Las historias se repiten. A veces los mismos episodios regresan de nuevo a la actualidad, cuando alguien se empeña en rescatarlos del olvido. Entonces surgen coincidencias, paralelismos, aventuras que parecen calcadas, aunque las protagonicen personajes distintos. Durante estos últimos días, una mujer de vida apacible y gris ha saltado a la actualidad. Se ha convertido en noticia, a pesar de que su existencia tenga hoy pocos rasgos noticiables. Tiene 60 años, es viuda, tiene dos hijas, vive en el East Side de Manhattan y trabaja como administradora en una iglesia presbiteriana de la Quinta Avenida. Se llama Marion Fahnestock.

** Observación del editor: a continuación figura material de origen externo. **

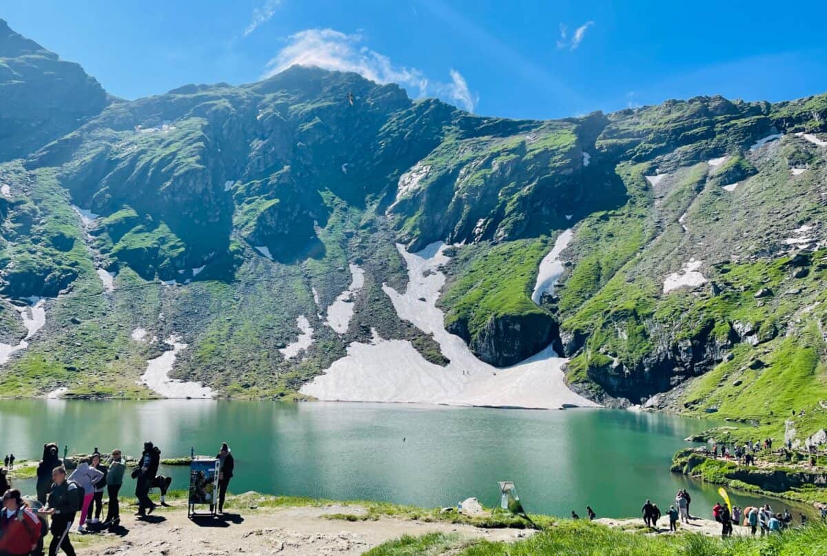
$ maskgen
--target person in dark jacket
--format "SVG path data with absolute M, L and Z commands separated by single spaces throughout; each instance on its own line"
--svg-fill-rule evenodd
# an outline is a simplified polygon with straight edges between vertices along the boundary
M 92 510 L 89 514 L 93 515 L 91 523 L 100 523 L 101 514 L 103 512 L 103 491 L 106 490 L 106 477 L 109 472 L 109 467 L 101 463 L 101 454 L 95 452 L 92 454 L 92 467 L 103 473 L 103 477 L 95 483 L 95 491 L 92 496 Z
M 144 443 L 144 451 L 141 454 L 141 462 L 137 469 L 137 484 L 135 486 L 135 496 L 138 499 L 138 511 L 136 515 L 144 516 L 151 514 L 155 509 L 155 503 L 150 500 L 150 488 L 158 472 L 160 464 L 160 450 L 151 442 Z
M 109 495 L 109 504 L 107 506 L 106 519 L 103 525 L 107 527 L 117 527 L 121 525 L 121 506 L 117 501 L 117 493 L 123 485 L 123 472 L 127 466 L 121 461 L 121 450 L 112 452 L 112 463 L 106 476 L 106 487 Z
M 43 458 L 37 464 L 37 501 L 46 503 L 49 487 L 51 486 L 51 472 L 60 467 L 60 458 L 57 455 L 58 448 L 55 443 L 43 444 Z
M 7 491 L 0 510 L 0 554 L 28 556 L 37 548 L 41 527 L 40 519 L 23 501 L 20 491 Z
M 69 530 L 72 528 L 84 493 L 76 483 L 66 480 L 66 468 L 62 466 L 52 472 L 52 481 L 46 507 L 41 510 L 41 513 L 51 515 L 50 530 L 52 540 L 49 545 L 49 556 L 56 556 L 58 549 L 66 553 L 66 556 L 75 556 Z
M 227 488 L 230 486 L 232 472 L 236 468 L 236 462 L 227 443 L 221 445 L 221 450 L 216 456 L 218 460 L 218 513 L 224 512 L 224 498 L 227 496 Z
M 6 494 L 6 491 L 12 488 L 8 482 L 8 469 L 0 467 L 0 496 Z

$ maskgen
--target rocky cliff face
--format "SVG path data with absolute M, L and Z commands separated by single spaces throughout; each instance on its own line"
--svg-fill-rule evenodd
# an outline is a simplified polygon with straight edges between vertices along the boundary
M 823 342 L 825 95 L 510 121 L 295 67 L 126 102 L 4 23 L 0 84 L 0 128 L 15 130 L 0 137 L 2 314 L 49 298 L 5 391 L 140 393 L 171 335 L 188 344 L 176 373 L 232 395 L 294 392 L 374 330 L 443 362 L 382 290 L 404 288 L 397 242 L 452 244 L 439 304 L 480 359 L 552 343 L 572 386 L 611 403 L 712 376 L 737 397 L 790 342 Z M 536 304 L 566 229 L 565 272 Z M 345 332 L 331 325 L 350 309 Z M 288 357 L 297 322 L 313 340 Z M 680 395 L 687 410 L 731 403 Z

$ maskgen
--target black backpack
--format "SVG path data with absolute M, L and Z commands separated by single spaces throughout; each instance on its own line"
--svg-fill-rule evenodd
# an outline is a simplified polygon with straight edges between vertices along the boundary
M 77 481 L 66 481 L 66 483 L 67 483 L 66 491 L 69 493 L 69 497 L 74 505 L 75 510 L 83 511 L 84 495 L 85 494 L 84 487 L 81 486 Z M 72 485 L 74 485 L 74 489 L 70 488 Z

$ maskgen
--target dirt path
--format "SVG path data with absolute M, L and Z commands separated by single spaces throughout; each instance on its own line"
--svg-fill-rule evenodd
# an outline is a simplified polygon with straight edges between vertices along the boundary
M 471 525 L 382 518 L 378 520 L 344 521 L 323 517 L 326 514 L 354 514 L 352 506 L 298 507 L 245 510 L 226 520 L 196 522 L 183 509 L 153 514 L 150 520 L 132 515 L 123 519 L 123 536 L 112 534 L 84 537 L 77 543 L 84 556 L 112 554 L 168 554 L 170 556 L 218 556 L 224 554 L 319 555 L 361 554 L 386 540 L 403 534 L 431 532 L 457 533 L 469 539 L 514 541 L 530 534 L 513 529 L 485 530 Z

Hasta aquí todo absolutamente predecible, una vida sin demasiadas sorpresas, circunscrita a una cotidianeidad estricta. Hace 40 años, sin embargo, cuando era una muchacha alta y esbelta, cuando tenía el cabello rubio y 19 espléndidos años todo fue diferente. Entonces trabajó como becaria en la Casa Blanca. Conoció al presidente John Fitzgerald Kennedy y vivió una historia de amor en el Despacho Oval. En aquella época, se multiplicaron los viajes en el Air Force One, las escapadas nocturnas, las fiestas para dos. Ella fue la protagonista de una historia intensa que quiso enterrar en el silencio y que ahora, una vez desvelada, se ha limitado a reconocer.

John Fitzgerald Kennedy fue conocido por su larga y turbulenta lista de amantes. Su historia con la joven becaria fue sólo un eslabón añadido a una larguísima cadena. Cuatro décadas después, sin embargo, otro presidente norteamericano, Bill Clinton, fue juzgado con extraordinaria dureza por los estadounidenses. Su relación con una becaria, Monica Lewinsky, le lanzó a las garras de los peores felinos. El Despacho Oval se convirtió en punto de mira de la morbosidad de muchos. Miren por donde, Clinton ni siquiera fue original.

De todas formas, ninguno de ellos lo fue. Las historias entre presidentes y becarias, o entre profesores y alumnas, o entre directores y secretarias son el pan nuestro de cada día: relaciones vulgares de tan repetidas, de tan sabidas.

La gente tiende a lo fácil. Muchos hombres se inclinan por quienes tienen más cerca para vivir sus escarceos amorosos. No se trata de ninguna proeza. No se arriesga nada, no se apuesta fuerte. A veces, no es ni siquiera una historia de amor.